- Born: September 5, 1926 Okolona, Arkansas
- Died: May 22, 2011 (aged 84)
- Occupation: Talent manager
- Years active: 1967–2001
- Known for: Association with The Drifters
- Spouse: George Treadwell ​ ​(m. 1957; died 1967)​
- Children: 1

= Faye Treadwell =

Manager of The Drifters

Faye Treadwell (born Fayrene Lavern Johnson, 5 September 1926 - 22 May 2011) was the manager of The Drifters. Treadwell was one of the first African-American female managers.

== Early life ==
Fayrene Johnson was born on 5 September 1926 in Okolona, Arkansas to a schoolteacher and a Baptist minister. She was the eldest of their four children. She graduated from Arkansas Baptist College and went to work in education, for the Los Angeles School Board.

In 1957, she married George Treadwell, a manager whose clients included Sarah Vaughan, Billie Holiday and Dinah Washington. He had recently begun managing The Drifters. George died suddenly in 1967, at which point Faye Treadwell bought out his partners and took control of The Drifters.

Treadwell took The Drifters to London in the 1970s and was based there for 30 years, in addition to having a home in Englewood, New Jersey.

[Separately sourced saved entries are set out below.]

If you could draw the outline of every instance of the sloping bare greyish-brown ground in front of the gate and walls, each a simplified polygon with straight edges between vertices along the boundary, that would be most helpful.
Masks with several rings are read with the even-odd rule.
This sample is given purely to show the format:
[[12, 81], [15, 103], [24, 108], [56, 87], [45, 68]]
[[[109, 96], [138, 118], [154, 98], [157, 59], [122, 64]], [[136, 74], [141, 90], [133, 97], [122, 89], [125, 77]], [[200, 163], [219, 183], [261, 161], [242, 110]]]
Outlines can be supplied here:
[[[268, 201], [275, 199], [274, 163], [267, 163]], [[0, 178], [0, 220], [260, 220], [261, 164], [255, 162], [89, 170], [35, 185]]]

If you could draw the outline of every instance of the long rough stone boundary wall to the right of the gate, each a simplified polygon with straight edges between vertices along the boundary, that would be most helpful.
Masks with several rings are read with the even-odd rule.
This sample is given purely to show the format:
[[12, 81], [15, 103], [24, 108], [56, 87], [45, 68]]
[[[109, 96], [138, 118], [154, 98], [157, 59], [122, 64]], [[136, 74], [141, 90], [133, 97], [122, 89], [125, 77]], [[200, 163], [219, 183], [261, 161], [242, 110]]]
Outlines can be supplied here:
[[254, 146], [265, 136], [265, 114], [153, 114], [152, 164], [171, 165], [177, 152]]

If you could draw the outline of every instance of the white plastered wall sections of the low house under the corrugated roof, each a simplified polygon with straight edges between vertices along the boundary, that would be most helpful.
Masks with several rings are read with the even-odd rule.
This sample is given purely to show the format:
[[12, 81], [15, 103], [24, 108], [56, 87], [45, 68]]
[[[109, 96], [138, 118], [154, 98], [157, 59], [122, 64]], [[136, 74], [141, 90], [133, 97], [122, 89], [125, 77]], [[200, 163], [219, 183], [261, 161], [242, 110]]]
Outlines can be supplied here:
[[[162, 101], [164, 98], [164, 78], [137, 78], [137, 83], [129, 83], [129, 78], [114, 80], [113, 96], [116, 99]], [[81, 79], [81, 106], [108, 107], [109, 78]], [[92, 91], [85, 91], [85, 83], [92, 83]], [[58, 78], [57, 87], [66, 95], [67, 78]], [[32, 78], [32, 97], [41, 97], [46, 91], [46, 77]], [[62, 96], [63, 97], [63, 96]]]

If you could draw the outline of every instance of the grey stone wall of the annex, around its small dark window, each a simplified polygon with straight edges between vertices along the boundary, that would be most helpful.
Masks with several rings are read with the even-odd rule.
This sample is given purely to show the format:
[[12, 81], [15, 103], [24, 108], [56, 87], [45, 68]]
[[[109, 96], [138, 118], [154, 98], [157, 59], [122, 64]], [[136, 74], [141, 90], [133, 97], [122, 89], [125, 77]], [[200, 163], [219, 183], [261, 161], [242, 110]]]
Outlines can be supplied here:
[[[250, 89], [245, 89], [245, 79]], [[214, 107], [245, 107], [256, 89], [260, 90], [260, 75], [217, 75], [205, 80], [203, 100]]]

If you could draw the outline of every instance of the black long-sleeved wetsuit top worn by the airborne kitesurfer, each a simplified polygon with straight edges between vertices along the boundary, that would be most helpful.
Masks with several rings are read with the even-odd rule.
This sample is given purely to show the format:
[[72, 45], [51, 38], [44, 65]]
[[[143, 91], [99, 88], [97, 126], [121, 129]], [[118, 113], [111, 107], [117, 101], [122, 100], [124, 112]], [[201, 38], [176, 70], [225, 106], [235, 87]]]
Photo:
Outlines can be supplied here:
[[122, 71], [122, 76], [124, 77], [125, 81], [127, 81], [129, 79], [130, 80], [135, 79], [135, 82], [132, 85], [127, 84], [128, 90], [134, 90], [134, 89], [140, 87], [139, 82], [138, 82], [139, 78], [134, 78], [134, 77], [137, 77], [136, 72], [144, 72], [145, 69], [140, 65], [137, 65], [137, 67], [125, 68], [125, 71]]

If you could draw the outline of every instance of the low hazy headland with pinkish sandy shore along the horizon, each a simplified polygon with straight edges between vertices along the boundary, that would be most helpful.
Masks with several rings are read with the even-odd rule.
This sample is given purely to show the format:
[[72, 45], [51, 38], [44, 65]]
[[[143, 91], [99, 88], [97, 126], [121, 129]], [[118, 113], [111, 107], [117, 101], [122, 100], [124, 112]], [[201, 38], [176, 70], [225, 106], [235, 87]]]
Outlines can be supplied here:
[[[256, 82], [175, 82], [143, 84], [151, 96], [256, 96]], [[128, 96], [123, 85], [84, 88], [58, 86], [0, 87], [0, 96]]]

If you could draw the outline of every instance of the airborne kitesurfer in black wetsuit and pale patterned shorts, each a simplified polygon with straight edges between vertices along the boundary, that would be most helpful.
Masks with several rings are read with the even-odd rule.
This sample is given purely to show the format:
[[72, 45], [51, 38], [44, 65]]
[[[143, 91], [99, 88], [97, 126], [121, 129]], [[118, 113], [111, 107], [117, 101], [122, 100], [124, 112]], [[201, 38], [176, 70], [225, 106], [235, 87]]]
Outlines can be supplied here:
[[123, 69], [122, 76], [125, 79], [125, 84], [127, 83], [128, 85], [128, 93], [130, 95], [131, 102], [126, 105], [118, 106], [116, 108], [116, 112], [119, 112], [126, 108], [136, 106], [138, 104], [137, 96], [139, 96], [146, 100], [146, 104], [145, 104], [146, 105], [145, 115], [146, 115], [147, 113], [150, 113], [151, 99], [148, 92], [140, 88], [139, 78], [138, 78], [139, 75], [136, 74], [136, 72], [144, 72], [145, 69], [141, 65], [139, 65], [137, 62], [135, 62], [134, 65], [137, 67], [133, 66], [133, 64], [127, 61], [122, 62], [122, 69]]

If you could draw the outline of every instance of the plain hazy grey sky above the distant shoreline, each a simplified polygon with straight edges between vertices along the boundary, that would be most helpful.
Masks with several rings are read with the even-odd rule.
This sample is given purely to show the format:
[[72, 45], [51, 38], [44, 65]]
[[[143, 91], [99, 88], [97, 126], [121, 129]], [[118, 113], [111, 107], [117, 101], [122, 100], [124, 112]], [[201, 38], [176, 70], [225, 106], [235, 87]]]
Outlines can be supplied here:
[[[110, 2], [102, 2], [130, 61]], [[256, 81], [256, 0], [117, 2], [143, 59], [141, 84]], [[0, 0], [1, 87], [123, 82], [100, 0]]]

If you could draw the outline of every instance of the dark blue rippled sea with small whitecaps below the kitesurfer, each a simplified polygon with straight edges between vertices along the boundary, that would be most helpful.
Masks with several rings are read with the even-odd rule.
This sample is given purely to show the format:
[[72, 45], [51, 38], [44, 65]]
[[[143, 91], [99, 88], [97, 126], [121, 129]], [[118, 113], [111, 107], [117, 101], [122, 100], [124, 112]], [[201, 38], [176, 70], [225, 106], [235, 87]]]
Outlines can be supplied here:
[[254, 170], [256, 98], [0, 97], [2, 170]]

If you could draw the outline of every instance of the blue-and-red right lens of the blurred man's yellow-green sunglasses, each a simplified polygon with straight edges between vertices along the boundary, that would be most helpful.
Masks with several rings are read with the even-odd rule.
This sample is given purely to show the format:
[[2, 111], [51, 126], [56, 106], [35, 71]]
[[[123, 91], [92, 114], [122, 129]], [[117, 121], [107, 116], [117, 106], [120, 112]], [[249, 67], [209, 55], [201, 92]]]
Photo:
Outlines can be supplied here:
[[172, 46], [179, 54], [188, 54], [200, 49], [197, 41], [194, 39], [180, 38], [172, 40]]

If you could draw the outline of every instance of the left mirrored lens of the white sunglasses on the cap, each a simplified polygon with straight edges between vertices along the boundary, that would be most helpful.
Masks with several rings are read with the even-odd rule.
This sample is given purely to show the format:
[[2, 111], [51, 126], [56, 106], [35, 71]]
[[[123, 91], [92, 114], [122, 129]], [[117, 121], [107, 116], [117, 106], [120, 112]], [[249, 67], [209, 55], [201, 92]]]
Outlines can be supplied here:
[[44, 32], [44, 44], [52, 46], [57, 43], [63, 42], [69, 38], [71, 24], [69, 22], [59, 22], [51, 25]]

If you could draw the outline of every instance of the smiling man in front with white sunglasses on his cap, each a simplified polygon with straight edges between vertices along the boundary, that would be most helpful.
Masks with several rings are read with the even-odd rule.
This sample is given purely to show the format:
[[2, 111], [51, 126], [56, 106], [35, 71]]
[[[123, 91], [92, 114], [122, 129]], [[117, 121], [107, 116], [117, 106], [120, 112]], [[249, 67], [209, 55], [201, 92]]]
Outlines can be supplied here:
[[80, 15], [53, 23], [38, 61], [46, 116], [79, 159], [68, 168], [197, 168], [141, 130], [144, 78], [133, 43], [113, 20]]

Treadwell fought many legal battles over the rights to The Drifters' name.

Treadwell retired in 2001 due to ill health.

== Death and commemoration ==
Treadwell died of complications of breast cancer on 22 May 2011. Her daughter Tina Treadwell took over managing the legacy of The Drifters.

In November 2021, The Drifters Girl opened at the Garrick Theatre, telling the story of Faye Treadwell's life via a musical.